What are Vector Embeddings and How are They Used in A.I?

Vector embeddings are a critical component in the world of machine learning and AI. These are mathematical representations of words or documents that enable the computer to interpret, compare, and analyze text, images, videos and audio. The idea is to represent words in a multi-dimensional space, where similar words cluster together.

Let's take a deep dive into how vector embeddings work and how they can be utilized.

content/vocab/vector-embeddings at master · nux-ai/content
Contribute to nux-ai/content development by creating an account on GitHub.

What Are Vector Embeddings?

Vector embeddings are mathematical representations of objects like words, phrases, or even whole documents in a continuous vector space. They capture the semantic meaning of these objects by assigning them to a position in the space.
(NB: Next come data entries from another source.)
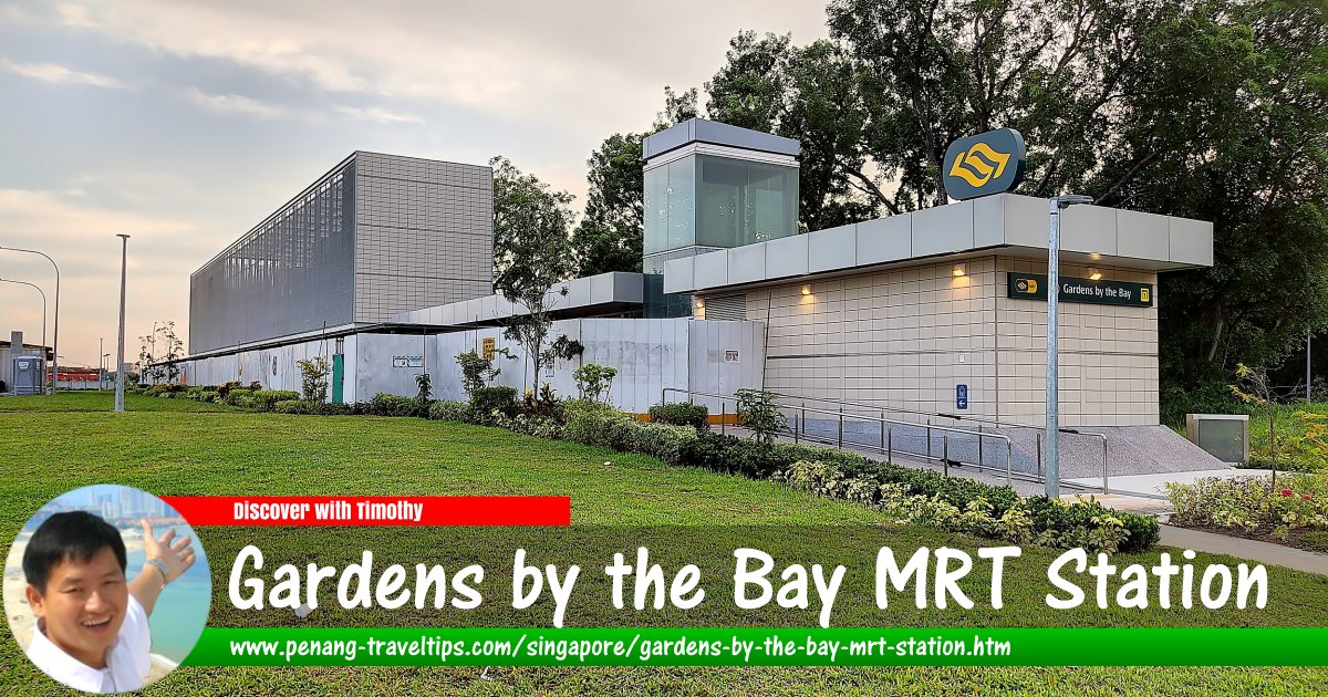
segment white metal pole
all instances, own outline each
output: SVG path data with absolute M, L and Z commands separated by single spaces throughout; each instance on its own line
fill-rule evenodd
M 39 293 L 41 293 L 41 362 L 45 364 L 46 362 L 46 292 L 42 291 L 41 287 L 37 285 L 36 283 L 28 283 L 25 280 L 0 279 L 0 281 L 15 283 L 20 285 L 32 285 L 33 288 L 37 289 Z M 17 347 L 15 350 L 21 352 L 23 347 Z
M 116 235 L 120 248 L 120 343 L 116 349 L 116 413 L 125 410 L 125 270 L 129 267 L 129 235 Z
M 1061 295 L 1061 239 L 1060 239 L 1060 218 L 1061 218 L 1061 199 L 1060 196 L 1052 196 L 1052 224 L 1050 236 L 1046 244 L 1046 454 L 1044 459 L 1046 461 L 1046 481 L 1045 490 L 1048 498 L 1060 498 L 1061 495 L 1061 482 L 1060 482 L 1060 394 L 1057 393 L 1057 382 L 1060 380 L 1060 354 L 1057 353 L 1057 311 L 1060 295 Z
M 48 255 L 45 252 L 39 252 L 37 250 L 20 250 L 17 247 L 0 247 L 0 250 L 9 250 L 11 252 L 24 252 L 24 254 L 41 255 L 41 256 L 46 258 L 46 262 L 50 262 L 50 268 L 56 270 L 56 328 L 54 328 L 54 332 L 53 332 L 54 336 L 52 337 L 53 344 L 50 347 L 50 353 L 53 353 L 56 356 L 56 362 L 52 366 L 52 377 L 50 377 L 50 392 L 54 393 L 56 392 L 56 377 L 54 377 L 54 374 L 56 374 L 57 370 L 60 370 L 60 267 L 56 266 L 56 260 L 52 259 L 50 255 Z M 42 344 L 45 344 L 45 341 L 42 341 Z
By transforming text into vectors, algorithms can operate on them mathematically, performing operations such as similarity calculation, clustering, or classification.

Usage in AI Applications

  1. Natural Language Processing (NLP): In NLP, embeddings are used to capture the meaning of words or sentences, enabling tasks like sentiment analysis, text classification, and language translation.
  2. Information Retrieval: In search engines, embeddings allow the system to understand and match the user's query with relevant documents.
  3. Recommendation Systems: Embeddings help in understanding user preferences and content to provide personalized recommendations.
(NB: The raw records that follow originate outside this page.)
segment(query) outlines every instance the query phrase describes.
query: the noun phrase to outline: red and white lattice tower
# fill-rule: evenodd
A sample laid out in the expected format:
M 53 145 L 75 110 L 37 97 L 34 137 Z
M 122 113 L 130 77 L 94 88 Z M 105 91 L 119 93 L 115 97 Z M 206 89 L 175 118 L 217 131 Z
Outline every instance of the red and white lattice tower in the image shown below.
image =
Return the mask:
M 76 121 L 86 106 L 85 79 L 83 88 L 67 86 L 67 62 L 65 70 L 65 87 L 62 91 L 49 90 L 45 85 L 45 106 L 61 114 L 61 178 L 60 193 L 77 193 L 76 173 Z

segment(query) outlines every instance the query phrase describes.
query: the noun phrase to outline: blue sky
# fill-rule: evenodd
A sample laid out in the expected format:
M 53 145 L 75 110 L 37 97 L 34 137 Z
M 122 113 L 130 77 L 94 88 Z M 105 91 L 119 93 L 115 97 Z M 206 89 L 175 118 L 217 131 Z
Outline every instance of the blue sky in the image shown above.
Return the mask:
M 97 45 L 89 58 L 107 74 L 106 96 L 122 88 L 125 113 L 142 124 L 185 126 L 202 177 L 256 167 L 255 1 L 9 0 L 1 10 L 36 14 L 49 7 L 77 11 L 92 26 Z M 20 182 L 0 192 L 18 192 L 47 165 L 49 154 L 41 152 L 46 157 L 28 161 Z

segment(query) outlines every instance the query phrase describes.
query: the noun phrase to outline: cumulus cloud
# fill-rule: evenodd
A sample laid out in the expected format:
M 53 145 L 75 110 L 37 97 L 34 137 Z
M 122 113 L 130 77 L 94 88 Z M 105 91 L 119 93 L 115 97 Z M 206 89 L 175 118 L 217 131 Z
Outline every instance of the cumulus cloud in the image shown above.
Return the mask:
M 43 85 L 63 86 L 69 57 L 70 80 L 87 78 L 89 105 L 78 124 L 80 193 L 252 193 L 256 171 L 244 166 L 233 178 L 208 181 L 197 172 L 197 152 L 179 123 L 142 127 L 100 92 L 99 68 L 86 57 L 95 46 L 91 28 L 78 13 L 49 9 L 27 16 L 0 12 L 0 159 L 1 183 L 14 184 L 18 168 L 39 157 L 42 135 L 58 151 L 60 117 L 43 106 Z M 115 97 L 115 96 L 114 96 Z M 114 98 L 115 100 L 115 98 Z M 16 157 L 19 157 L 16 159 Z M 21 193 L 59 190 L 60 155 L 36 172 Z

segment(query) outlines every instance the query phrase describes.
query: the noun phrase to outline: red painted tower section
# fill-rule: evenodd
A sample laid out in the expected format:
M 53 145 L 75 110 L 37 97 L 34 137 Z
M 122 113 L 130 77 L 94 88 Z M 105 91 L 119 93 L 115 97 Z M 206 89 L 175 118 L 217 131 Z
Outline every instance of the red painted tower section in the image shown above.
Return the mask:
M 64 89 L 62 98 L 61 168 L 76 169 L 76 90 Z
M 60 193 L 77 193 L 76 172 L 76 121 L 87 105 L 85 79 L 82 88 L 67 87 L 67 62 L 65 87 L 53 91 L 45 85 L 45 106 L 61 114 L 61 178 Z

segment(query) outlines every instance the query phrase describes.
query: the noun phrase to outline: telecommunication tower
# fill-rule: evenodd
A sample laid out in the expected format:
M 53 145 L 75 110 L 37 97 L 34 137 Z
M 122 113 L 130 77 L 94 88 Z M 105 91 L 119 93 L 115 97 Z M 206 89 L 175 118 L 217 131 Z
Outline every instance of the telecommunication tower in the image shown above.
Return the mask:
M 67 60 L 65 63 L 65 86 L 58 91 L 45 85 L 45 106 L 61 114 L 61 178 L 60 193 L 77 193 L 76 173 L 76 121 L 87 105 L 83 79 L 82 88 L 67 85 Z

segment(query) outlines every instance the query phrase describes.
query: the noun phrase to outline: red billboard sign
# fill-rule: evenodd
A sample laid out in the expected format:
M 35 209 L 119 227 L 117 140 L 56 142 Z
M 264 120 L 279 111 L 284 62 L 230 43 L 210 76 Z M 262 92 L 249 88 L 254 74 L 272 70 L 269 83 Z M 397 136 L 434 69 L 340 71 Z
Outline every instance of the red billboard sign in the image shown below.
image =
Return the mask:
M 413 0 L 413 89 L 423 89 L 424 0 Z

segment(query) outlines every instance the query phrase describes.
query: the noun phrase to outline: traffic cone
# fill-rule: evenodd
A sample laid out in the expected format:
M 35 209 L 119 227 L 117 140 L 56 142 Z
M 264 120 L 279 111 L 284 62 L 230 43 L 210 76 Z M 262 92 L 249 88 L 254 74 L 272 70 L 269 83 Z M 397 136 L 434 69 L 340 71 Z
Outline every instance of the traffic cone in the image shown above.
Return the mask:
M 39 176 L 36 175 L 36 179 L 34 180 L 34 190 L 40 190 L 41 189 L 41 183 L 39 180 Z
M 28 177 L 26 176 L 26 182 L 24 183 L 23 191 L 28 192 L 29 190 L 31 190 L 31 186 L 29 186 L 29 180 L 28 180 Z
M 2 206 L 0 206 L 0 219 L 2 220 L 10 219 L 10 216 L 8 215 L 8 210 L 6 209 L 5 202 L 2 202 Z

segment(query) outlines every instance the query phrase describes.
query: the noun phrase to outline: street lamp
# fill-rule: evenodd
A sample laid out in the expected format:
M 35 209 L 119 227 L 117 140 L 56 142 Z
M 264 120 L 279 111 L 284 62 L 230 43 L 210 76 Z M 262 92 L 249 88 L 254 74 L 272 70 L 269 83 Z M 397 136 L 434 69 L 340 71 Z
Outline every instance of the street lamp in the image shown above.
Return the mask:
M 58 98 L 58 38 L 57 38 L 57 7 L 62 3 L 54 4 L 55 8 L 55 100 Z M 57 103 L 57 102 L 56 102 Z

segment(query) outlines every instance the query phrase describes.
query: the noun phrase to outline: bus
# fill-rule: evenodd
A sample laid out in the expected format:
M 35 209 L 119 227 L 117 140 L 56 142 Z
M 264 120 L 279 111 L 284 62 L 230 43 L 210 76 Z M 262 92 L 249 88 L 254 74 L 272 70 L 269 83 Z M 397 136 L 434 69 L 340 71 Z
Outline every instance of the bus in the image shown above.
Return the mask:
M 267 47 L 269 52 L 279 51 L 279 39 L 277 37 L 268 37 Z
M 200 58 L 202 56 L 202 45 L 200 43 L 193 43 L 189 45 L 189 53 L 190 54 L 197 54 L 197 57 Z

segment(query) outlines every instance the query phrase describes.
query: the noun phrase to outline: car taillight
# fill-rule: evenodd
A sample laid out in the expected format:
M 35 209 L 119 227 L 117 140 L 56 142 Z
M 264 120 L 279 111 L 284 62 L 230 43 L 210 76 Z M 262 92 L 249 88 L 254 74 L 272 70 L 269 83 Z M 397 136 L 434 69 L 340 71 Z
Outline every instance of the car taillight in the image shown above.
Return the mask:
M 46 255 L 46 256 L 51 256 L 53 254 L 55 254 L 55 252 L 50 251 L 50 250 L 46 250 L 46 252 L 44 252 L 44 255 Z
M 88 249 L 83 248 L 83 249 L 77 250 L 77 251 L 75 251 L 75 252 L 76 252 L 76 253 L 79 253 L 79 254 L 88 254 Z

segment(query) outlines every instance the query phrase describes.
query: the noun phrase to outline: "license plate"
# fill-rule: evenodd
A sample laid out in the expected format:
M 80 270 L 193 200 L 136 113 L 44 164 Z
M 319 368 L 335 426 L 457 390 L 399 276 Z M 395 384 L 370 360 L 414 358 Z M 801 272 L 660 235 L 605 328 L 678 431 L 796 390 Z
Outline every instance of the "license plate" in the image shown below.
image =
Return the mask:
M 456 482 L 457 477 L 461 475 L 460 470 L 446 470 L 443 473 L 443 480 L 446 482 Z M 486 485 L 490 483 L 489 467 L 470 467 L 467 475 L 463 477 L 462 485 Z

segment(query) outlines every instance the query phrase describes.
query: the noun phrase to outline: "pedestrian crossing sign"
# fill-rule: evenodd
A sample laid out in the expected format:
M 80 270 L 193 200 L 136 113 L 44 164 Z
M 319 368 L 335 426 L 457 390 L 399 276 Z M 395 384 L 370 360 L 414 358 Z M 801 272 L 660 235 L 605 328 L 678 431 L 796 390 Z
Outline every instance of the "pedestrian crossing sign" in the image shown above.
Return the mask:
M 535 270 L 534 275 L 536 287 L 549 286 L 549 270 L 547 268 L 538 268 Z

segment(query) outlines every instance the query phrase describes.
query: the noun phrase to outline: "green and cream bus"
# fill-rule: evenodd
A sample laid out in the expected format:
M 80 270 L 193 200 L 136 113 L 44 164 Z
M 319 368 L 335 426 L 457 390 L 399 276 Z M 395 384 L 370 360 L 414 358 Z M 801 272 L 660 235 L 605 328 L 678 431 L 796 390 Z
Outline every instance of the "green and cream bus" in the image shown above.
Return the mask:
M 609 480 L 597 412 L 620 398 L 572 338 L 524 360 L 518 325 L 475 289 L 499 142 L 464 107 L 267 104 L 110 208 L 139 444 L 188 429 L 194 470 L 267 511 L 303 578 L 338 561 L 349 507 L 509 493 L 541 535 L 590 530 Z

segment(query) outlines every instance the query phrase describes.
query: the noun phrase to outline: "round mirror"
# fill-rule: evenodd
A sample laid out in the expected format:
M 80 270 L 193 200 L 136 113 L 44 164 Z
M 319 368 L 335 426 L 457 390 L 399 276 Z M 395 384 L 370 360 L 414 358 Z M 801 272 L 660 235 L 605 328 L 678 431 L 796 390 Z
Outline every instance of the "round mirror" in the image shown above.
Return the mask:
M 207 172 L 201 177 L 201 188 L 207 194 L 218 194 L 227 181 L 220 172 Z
A Practical Example with Code

Below is a practical code walkthrough demonstrating the use of vector embeddings to analyze a given corpus (text about Japan) and answer a specific query about it. The code uses the sentence-transformers library to accomplish this task.

Loading the Model
from sentence_transformers import SentenceTransformer, util

# Load the model
model = SentenceTransformer('sentence-transformers/all-MiniLM-L6-v2')
Preprocessing the Corpus

Here, the corpus (text about Japan) is turned into an array of sentences for further processing.

# set corpus from first page of wikipedia
corpus = "Japan is an island country in East Asia..."
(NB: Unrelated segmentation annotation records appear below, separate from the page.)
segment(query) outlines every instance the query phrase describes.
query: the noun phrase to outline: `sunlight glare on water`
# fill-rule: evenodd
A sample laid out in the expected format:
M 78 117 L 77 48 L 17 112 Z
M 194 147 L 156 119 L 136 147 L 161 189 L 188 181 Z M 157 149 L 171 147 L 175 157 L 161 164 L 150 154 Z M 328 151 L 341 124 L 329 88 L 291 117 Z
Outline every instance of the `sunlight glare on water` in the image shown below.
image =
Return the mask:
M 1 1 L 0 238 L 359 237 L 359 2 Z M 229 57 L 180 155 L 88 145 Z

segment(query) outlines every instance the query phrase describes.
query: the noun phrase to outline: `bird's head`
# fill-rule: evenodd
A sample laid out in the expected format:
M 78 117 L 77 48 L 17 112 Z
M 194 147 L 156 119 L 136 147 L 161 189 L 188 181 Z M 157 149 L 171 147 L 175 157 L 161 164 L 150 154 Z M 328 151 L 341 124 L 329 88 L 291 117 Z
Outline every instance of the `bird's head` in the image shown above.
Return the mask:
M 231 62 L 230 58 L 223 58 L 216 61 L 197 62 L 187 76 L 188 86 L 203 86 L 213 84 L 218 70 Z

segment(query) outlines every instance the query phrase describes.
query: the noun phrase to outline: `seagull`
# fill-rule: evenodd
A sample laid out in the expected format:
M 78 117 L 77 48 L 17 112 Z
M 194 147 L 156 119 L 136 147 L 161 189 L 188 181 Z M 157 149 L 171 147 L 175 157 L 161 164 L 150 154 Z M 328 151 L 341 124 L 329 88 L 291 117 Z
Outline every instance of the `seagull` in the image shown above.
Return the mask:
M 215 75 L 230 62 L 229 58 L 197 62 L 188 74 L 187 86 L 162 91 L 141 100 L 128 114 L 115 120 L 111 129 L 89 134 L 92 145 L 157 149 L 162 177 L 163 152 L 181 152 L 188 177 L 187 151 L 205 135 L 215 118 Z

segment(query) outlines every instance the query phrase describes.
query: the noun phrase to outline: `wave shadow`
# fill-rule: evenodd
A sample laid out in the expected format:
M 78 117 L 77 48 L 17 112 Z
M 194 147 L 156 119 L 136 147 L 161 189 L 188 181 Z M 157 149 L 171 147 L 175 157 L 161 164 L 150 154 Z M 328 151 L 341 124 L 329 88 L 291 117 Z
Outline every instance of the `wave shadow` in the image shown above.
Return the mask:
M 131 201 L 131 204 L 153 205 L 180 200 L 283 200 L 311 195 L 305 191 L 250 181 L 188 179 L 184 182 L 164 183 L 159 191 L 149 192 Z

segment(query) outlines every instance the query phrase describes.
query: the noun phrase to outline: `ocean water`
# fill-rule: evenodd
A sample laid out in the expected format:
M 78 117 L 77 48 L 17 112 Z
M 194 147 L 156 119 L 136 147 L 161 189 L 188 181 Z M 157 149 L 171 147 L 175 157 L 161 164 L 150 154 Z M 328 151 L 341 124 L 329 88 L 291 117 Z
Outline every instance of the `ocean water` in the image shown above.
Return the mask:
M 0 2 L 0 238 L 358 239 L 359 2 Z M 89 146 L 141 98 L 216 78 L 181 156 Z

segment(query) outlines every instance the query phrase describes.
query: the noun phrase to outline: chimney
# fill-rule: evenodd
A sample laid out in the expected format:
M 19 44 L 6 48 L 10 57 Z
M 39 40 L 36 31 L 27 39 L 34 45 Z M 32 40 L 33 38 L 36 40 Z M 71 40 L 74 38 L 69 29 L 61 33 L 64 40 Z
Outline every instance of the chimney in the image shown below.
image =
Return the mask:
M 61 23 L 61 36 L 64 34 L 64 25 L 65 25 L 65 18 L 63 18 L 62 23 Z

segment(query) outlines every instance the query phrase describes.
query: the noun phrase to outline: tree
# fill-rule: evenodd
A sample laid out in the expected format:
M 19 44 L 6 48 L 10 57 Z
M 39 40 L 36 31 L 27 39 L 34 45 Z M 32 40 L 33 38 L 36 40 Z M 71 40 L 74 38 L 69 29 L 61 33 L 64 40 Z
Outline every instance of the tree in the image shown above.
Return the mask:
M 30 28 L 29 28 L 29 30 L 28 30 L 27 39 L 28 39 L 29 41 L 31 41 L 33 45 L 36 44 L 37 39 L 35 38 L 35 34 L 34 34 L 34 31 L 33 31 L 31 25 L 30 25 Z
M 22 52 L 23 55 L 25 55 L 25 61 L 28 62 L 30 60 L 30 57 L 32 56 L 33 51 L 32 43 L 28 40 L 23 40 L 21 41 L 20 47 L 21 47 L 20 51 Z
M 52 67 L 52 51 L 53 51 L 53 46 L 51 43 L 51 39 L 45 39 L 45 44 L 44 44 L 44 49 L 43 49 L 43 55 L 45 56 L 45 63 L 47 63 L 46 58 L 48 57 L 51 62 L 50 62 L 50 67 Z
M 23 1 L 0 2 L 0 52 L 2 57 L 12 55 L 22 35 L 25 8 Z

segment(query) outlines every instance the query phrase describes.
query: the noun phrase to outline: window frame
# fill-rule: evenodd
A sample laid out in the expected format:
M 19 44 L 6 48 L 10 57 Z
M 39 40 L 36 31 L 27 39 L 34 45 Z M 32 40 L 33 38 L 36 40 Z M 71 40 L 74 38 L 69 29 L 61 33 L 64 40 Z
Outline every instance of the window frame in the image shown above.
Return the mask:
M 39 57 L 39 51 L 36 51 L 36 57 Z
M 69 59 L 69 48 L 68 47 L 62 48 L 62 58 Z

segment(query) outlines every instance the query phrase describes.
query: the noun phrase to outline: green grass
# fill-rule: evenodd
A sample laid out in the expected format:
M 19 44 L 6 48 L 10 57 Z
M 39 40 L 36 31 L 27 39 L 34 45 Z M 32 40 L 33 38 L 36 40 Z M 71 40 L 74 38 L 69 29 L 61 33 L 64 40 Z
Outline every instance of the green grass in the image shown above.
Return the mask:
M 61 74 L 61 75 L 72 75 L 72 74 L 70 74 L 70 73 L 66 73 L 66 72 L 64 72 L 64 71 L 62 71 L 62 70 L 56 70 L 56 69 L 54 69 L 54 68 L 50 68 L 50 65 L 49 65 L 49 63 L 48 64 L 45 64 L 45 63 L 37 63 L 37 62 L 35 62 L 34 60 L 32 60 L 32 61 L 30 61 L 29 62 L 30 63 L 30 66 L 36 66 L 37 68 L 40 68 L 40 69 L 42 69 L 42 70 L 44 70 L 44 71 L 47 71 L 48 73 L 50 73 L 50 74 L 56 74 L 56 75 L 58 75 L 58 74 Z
# turn it into an array of sentences
docs = corpus.split('.')
Encoding the Corpus

The following code snippet encodes the corpus into a set of vectors.

# Encode our question and documents in 384 dimension

query = "How many islands are comprised of Japan?"

query_vector = model.encode(query)
Query Encoding

To find relevant information within the corpus, a query is encoded.

query = "How many islands are comprised of Japan?"query_vector = model.encode(query) 
Calculating Similarity

The cosine similarity between the corpus vectors and the query vector is calculated to find the relevant sentences.

# Calculate cosine similarity between the corpus of vectors and the query vector
scores = util.cos_sim(query_vector, corpus_vector)[0].cpu().tolist()

# Combine docs & scores
doc_score_pairs = list(zip(docs, scores))

# Sort by decreasing score
doc_score_pairs = sorted(doc_score_pairs, key=lambda x: x[1], reverse=True)

# Convert doc_score_pairs to a list of strings
doc_score_strings = [f"Score: {score}, Document: {doc}" for doc, score in doc_score_pairs]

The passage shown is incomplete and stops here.